Por medio de la lucidez de un personaje como Ignacio Escobar, poeta mordaz e incómodo con su entorno, Caballero expone a una Bogotá que se debate entre la comodidad de una clase alta que enarbola los discursos de una izquierda en aparente auge y las condiciones infrahumanas que son el reflejo de una sociedad corrupta que normaliza y poco se escandaliza viendo a niños que en lugar de escarbar su alegría entre juguetes lo hace entre la basura esperando encontrar algo de comer. Así mismo, los focos de violencia, prostitución y exclusión se asoman ante la perspectiva de un poeta que choca de frente con el desamparo de una ciudad marginada por un lado y cómoda e indiferente por el otro.

Lejos de esos submundos pero cercanos a los traumas de Bogotá, los libros que se han escrito sobre sucesos como ‘El Bogotazo’ u otras jornadas recordadas nos muestran una ciudad despojada de sí misma, en la que la ira y el rencor se apropian de cada esquina y acechan a todos aquellos que se muestren pasivos y resilientes a los momentos más álgidos de la historia. Asesinatos que ponen en vilo la estabilidad de la ciudad, que crean el escenario ideal para fomentar el misterio y la sospecha en la atmósfera hacen de la literatura un espejo que señala el perfil del ciudadano bogotano que, influenciado por la inseguridad y las traiciones, observa con sigilo y recelo todo aquello que sucede a su alrededor.

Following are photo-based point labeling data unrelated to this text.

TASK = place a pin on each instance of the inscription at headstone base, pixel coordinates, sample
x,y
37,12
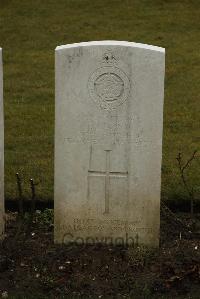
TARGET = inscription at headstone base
x,y
1,150
108,142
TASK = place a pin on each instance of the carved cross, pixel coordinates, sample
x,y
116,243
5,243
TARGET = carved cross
x,y
107,174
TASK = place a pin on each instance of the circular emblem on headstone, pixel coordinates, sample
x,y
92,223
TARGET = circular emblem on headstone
x,y
109,87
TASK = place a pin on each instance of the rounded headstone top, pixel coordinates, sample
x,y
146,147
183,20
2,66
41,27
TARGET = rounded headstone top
x,y
111,43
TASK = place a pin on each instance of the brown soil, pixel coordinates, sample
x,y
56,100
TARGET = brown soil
x,y
31,266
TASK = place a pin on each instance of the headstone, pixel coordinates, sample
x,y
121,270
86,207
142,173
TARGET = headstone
x,y
1,150
108,142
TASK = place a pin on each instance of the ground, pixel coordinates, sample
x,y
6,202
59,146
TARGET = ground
x,y
30,31
31,266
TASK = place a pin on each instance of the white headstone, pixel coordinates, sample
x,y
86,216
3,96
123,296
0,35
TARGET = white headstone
x,y
108,142
1,150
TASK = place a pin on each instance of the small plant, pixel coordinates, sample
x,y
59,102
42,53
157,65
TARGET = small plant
x,y
45,217
182,168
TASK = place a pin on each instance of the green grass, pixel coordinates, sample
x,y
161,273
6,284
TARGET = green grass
x,y
29,32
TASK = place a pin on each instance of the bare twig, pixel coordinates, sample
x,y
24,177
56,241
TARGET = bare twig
x,y
182,168
32,197
19,185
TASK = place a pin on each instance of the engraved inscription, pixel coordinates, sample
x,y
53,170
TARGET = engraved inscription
x,y
107,174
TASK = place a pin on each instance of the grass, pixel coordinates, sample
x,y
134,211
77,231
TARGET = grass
x,y
30,31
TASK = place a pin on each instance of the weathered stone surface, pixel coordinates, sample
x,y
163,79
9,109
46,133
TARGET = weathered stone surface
x,y
1,150
108,142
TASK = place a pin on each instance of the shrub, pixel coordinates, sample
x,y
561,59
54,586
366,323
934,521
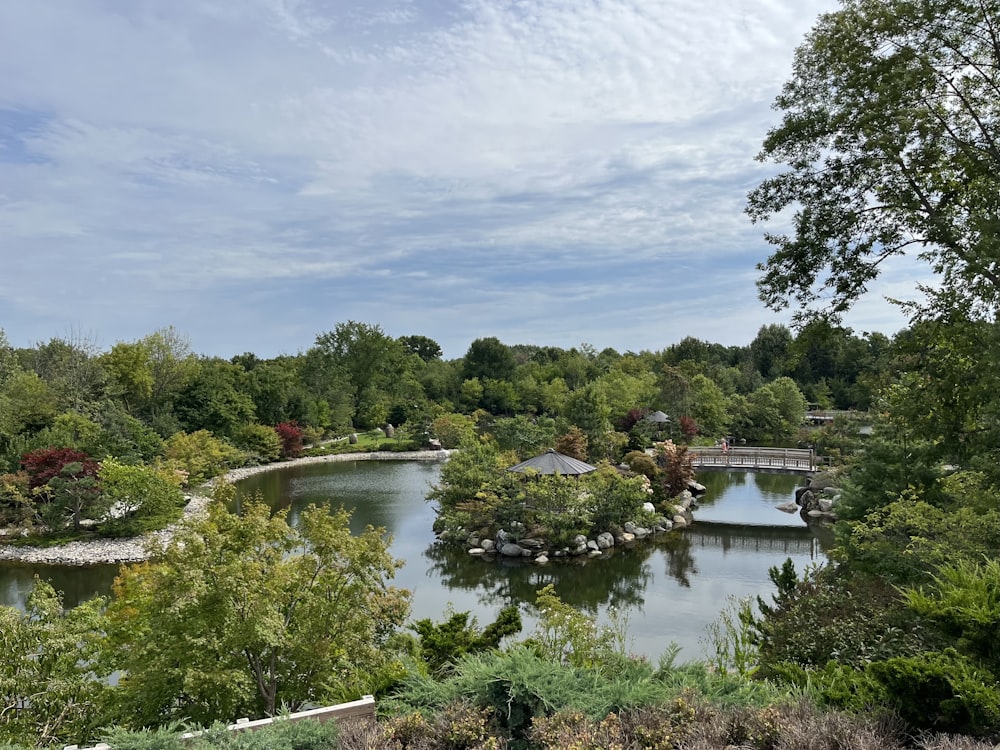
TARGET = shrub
x,y
290,435
200,455
260,441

La Trilogía de Miguel Torres la componen El crimen del siglo (2006), El incendio de abril (2012) y La invención del pasado (2016) o la autobiografía de García Márquez Vivir para contarla (2002), son textos que no están situados en escenarios marginales, sin embargo, las narraciones de ambos autores fortalecen, no en su totalidad pero si en algunos fragmentos, el imaginario de una ciudad que, por la fuerza e importancia de sus acontecimientos, ha merecido ser reconocida y reescrita por su valentía y su capacidad de asumir el rol de afrontar giros históricos que han determinado nuevas costumbres, nuevas culturas y nuevos retos que transforman constantemente la imagen de Bogotá.